We are welcoming new neighbours in the game. We have been applauding their drive for reform, for Liberalism, their drive away from Communism. Now we are closing our market and asking them to please pay for their own lives. The opening of our market is required, most important in the fields of food stuff, textiles, vehicles and machinery. Just two weeks ago the French militated strongly against the Polish appeal to open up the import of agricultural food stuffs.
And The Soviet Union has now requested grain aid to carry itself over this winter and our total aid up till now has been minuscule. This is a threat, this is a challenge, and it is a chance, all at the same time.
Chance from political and humanitarian aspects. Great chance, a great challenge, from the point of view of a business person, a banker and an economist.
There is another market of 400 million people shaping up and the demand potentials are uncertain. But they are unlimited when you take the example of passenger cars. For instance, Volkswagon has recently estimated the passenger car population in Eastern Europe and the potential for growth. Their figures are way beyond the growth rate of any other market in the world. Western industry is getting into the act. We agree with Mrs. Bata, someone who is already getting into this act. Others include the automobile industry, there are very important entries in the American electric industry, in Hungary for instance. Licences are being given to companies by Fiat and Mercedes. There are many other examples of firms entering or considering Eastern Europe. There is a substantial drive now shaping up, slowly shaping up, which is still just a trickle of investment but which is the beginning of a long way. And looking at this beginning I want to reiterate that it's the growth potential that should be kept in sight.
When you just take the railroad network reconstruction in Eastern Europe, and only look at the main trunk line, it has been calculated that to have a recovery of the railroad trunk lines in Eastern Europe calls for an investment of at least 10 billion German marks per year. There again is a challenge, and it may be a threat if we do not address it. It is a great chance for anybody who is getting into this act. Well this is what is happening in Eastern Europe.
You are confronted with misery and hardships all around, but you are confronted with hope, you are confronted with people, 400 million strong, who have one wish, mainly to become part of the rest of the world.

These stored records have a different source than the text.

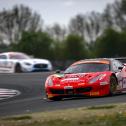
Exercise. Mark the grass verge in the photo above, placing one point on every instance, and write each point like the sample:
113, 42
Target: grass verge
107, 115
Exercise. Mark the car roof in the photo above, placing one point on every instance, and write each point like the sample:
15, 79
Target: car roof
96, 60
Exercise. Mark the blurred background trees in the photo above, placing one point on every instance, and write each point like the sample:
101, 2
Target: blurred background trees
86, 35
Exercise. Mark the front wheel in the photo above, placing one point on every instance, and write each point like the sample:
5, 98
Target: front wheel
113, 85
18, 68
56, 98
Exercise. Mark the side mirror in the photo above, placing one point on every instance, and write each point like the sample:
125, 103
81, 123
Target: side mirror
58, 71
120, 68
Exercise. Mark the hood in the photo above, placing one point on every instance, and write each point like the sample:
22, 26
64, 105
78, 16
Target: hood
71, 79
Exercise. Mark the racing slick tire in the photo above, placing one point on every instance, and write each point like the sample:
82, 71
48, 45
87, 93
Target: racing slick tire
56, 98
18, 68
113, 85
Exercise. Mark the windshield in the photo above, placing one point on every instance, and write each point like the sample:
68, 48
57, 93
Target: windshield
19, 56
87, 67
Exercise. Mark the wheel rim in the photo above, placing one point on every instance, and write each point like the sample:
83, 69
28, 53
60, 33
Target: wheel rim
113, 85
18, 69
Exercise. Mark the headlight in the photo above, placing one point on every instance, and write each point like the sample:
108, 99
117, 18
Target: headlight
28, 64
50, 82
99, 77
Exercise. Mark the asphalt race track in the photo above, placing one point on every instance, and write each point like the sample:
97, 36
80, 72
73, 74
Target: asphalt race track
32, 96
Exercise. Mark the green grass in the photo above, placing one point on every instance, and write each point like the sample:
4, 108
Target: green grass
18, 118
106, 115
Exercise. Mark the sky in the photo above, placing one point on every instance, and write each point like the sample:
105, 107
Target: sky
58, 11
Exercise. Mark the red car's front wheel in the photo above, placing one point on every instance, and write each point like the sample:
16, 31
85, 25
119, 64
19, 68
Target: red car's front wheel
113, 85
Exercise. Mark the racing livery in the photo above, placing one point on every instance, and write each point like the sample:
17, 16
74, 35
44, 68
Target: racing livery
11, 62
90, 77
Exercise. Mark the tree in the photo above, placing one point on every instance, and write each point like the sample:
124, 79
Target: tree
38, 44
20, 18
74, 47
56, 31
107, 45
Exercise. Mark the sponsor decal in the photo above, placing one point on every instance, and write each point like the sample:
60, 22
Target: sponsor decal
68, 87
94, 93
8, 93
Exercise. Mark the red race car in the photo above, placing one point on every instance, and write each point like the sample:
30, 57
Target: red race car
90, 77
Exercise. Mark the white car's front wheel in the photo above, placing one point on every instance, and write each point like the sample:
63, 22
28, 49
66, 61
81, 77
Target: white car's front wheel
18, 68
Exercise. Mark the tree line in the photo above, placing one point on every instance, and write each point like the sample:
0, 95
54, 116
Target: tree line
86, 36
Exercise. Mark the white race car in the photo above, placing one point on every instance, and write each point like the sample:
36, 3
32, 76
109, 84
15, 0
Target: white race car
17, 62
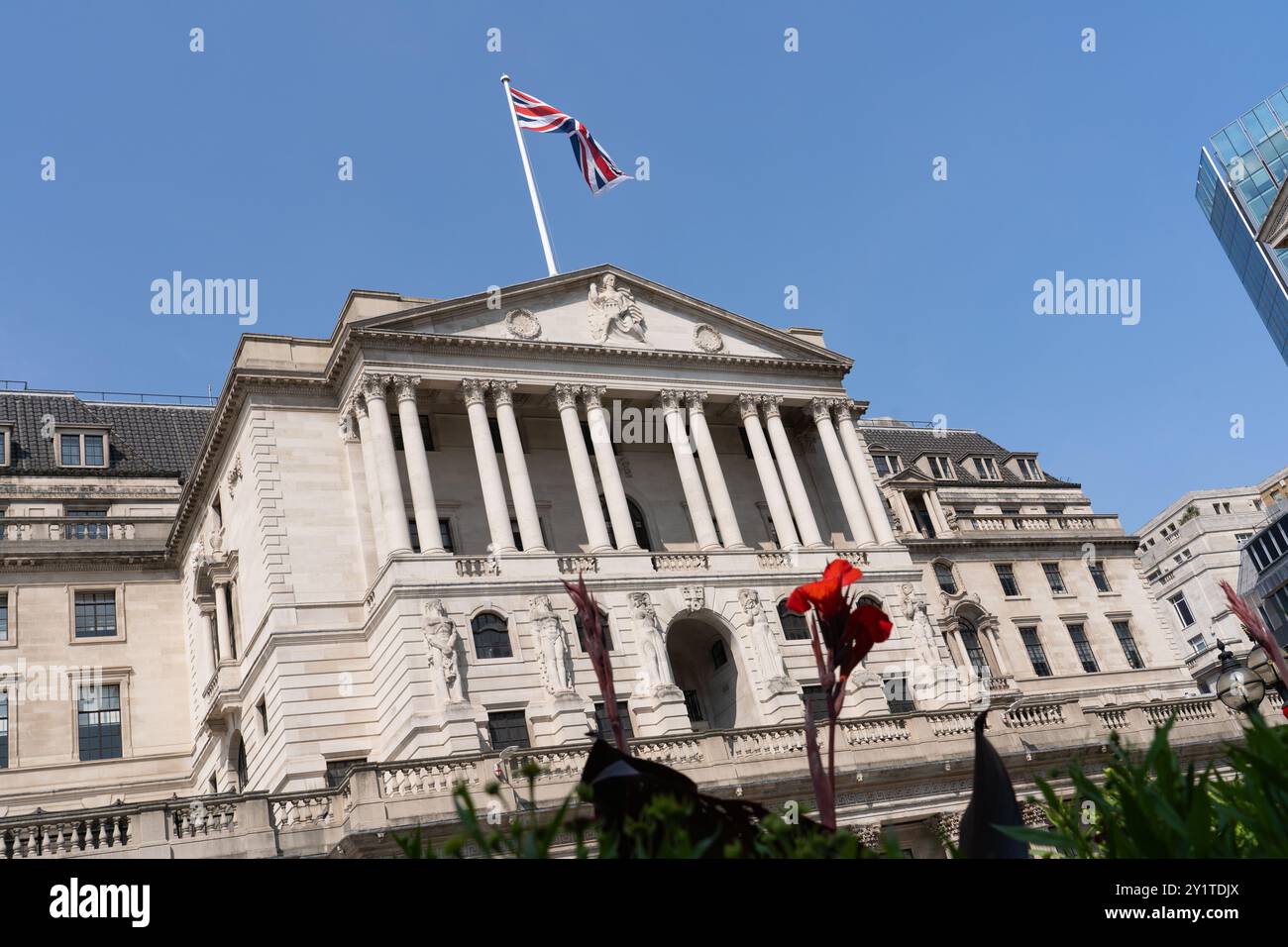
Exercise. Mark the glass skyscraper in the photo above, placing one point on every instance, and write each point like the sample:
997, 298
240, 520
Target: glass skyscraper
1235, 189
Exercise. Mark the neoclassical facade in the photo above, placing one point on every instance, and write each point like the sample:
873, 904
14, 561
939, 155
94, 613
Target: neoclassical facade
290, 622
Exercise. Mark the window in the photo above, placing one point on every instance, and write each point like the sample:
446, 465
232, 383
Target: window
85, 531
941, 468
445, 534
986, 468
1183, 609
338, 771
507, 728
1083, 647
887, 464
98, 722
1054, 579
81, 450
694, 706
95, 615
1098, 577
815, 701
944, 577
1006, 577
490, 635
605, 729
795, 628
1133, 660
603, 625
974, 650
898, 693
425, 433
1037, 654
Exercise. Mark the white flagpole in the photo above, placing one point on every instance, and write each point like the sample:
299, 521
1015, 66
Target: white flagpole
532, 187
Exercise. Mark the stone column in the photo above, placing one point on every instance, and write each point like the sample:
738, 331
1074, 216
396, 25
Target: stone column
397, 534
223, 628
854, 517
691, 479
614, 495
516, 468
868, 489
417, 467
716, 487
748, 405
489, 472
583, 474
793, 483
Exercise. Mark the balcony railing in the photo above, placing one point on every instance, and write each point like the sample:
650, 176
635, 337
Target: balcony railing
385, 799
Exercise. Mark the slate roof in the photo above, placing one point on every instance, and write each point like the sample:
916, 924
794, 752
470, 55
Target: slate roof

Now the rest of the world, and that really is my message, should not turn their backs on this part of Europe, this part of the old world.
We should not walk away. We should not just leave them and their troubles, but rather we should try to become active and turn what may otherwise be a threat for all of us into a challenge and into a long-term promise. If that happens it may be that one day Europe and North America will pull together very closely again as in the times of the Marshall Plan in the early 1950s. The bottom line is that it will be a victory for the free economy, a victory for democracy and, at the same time, it will pay for all of us.
I wanted to bring to you a message of hope, but it is also the message of a challenge which could turn to a threat if we do not live up to it.
Let's try to do that. Thank you.
The appreciation of the meeting was expressed by Robert Brooks, Executive Vice President, The Bank of Nova Scotia, and President-elect of The Empire Club of Canada.